Michael A. Taylor led off the fifth with a single, was bunted (?!) to second, stole third, and came home on a Merrifield bloop single to centre. He stole second, but Perez lined out softly to end the inning and keep the score 1-0. Tiger pitchers today seemed to be relatively unconcerned with Royals runners stealing bases and catcher Wilson Ramos has only thrown one would-be base stealer out on the year.

With two out in the sixth, Hunter Dozier (batting .115 so far this season) hit a line-drive solo homer to left-center to make it 2-0 for Kansas City, and that felt like a pretty big run. A single to centre by Andrew Benintendi ended Skubal’s day and Bryan Garcia came in; Benintendi took second when a slider hit Ramos’ right wrist and scooted away. Fortunately, Taylor grounded out to second to end the inning without further incident.

Duffy’s day was done after five, and Kyle Zimmer started the sixth. Tiger hitters were probably happy to see Duffy depart, but Zimmer picked right up where Duffy left off, inducing a pair of grounders to second and striking out Miguel Cabrera.

Jake Brentz took over for Zimmer for the seventh, and Willi Castro had a two-out single to centre, but Jonathan Schoop struck out and the Tigers’ offensive futility continued. Also, folks, I really wish I had more visual highlights to break up these long stretches of text, but that’s the kind of game it was, really.

Alex Lange’s debut Major League season continued with his appearance in the eighth. Aside from his lousy outing on April 15 against Oakland, Lange has been quite good so far this spring. With two outs and runners on the corners, Lange struck out Taylor looking on a slider at the top of the strike zone to end the threat.
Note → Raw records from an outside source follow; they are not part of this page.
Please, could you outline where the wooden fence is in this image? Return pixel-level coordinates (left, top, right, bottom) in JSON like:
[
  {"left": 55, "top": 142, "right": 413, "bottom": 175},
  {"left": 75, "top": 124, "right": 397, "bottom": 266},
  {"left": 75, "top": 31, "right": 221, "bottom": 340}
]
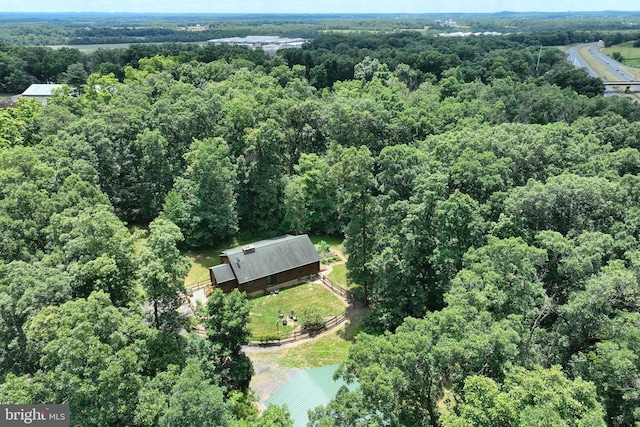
[
  {"left": 187, "top": 280, "right": 211, "bottom": 291},
  {"left": 187, "top": 274, "right": 354, "bottom": 346},
  {"left": 249, "top": 308, "right": 349, "bottom": 346},
  {"left": 320, "top": 274, "right": 353, "bottom": 304}
]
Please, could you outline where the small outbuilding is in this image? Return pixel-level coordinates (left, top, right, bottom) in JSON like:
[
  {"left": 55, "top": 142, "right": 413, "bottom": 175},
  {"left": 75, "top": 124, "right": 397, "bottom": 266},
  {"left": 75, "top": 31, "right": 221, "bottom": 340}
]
[
  {"left": 12, "top": 84, "right": 63, "bottom": 104},
  {"left": 264, "top": 365, "right": 359, "bottom": 427},
  {"left": 209, "top": 234, "right": 320, "bottom": 294}
]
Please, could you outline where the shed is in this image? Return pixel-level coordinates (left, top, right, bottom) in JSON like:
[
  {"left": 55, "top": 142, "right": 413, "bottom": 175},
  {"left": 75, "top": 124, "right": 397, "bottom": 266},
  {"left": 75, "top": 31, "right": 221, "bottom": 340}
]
[
  {"left": 16, "top": 84, "right": 63, "bottom": 104},
  {"left": 265, "top": 364, "right": 358, "bottom": 427}
]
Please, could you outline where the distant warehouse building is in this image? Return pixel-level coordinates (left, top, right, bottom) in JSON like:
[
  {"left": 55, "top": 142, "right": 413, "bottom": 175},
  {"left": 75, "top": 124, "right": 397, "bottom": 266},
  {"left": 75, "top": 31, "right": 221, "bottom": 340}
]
[
  {"left": 11, "top": 84, "right": 62, "bottom": 104},
  {"left": 207, "top": 36, "right": 305, "bottom": 55}
]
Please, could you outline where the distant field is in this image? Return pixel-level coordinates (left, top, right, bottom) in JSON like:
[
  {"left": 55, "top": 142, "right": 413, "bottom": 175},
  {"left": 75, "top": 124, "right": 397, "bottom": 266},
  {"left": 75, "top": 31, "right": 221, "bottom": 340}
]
[
  {"left": 47, "top": 42, "right": 207, "bottom": 53},
  {"left": 600, "top": 41, "right": 640, "bottom": 68}
]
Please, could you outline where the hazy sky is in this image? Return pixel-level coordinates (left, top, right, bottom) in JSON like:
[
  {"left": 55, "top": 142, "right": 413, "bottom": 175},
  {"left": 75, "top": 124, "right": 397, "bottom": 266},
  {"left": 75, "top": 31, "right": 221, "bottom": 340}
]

George “Buck” Farmer started the ninth; Nicky Lopez and Merrifield started the inning with singles, to put runners on first and third. Merrifield stole second, and Carlos Santana’s single to centre scored both runners to make it 4-0. This was Farmer’s eighth appearance this season, and I could make the argument that exactly one of them has been good (April 14 in Houston); how much longer can the Tigers keep him around, really? Daniel Norris was summoned to face Jarrod Dyson, who he struck out looking.
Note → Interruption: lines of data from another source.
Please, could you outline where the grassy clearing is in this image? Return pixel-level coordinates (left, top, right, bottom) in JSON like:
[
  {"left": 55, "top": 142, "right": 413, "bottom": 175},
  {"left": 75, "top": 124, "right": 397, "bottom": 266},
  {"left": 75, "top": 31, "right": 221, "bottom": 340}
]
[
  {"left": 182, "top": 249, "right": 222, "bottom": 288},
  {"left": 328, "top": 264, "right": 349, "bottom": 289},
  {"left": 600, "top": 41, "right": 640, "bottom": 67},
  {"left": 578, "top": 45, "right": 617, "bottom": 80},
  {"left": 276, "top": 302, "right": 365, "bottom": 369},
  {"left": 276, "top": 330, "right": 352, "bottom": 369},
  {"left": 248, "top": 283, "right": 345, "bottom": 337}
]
Wade Davis faced the 2-3-4 Tiger hitters in the ninth: strikeout, popup, a Jeimer Candelario walk, groundout.

Tomorrow afternoon is also a matinee affair, with Spencer Turnbull facing Brad Keller.

Welcome back, Miggy!

He was away, and now he’s back; he started at first base today. Expect some scheduled days off in the near future, as per AJ Hinch.

We’d all love to see his bat get going, or any bat really.

Non-Tigers baseball news

If you haven’t been paying attention to those Padres-Dodgers games we’ve had lately, you have been missing out on some solid baseball. I caught a bit of last night’s game, a 6-5 Dodgers win, and you could just feel the tension. Those games have a playoff atmosphere that makes one rather nostalgic for meaningful baseball.

A Variety of Minutiae

  • The Tigers had a record of 6-6 when they left Houston, which seems like eons ago.
  • Through the first three games of this series, noted Tiger-killer Whit Merrifield has been held to 4 hits in 14 at-bats — that isn’t great, but it’s an improvement on what he normally does against Detroit.
  • On this day in 1599, Oliver Cromwell was born. Cromwell led his armies to overthrow the British Crown in the 1650s, briefly making the British Isles a republic and ultimately executing King Charles I. Cromwell died in 1658; his no-good son couldn’t hold onto the Commonwealth, and Charles II came back to power. Because he was the King of England, Charles ordered Oliver’s body dug up so it could be properly beheaded.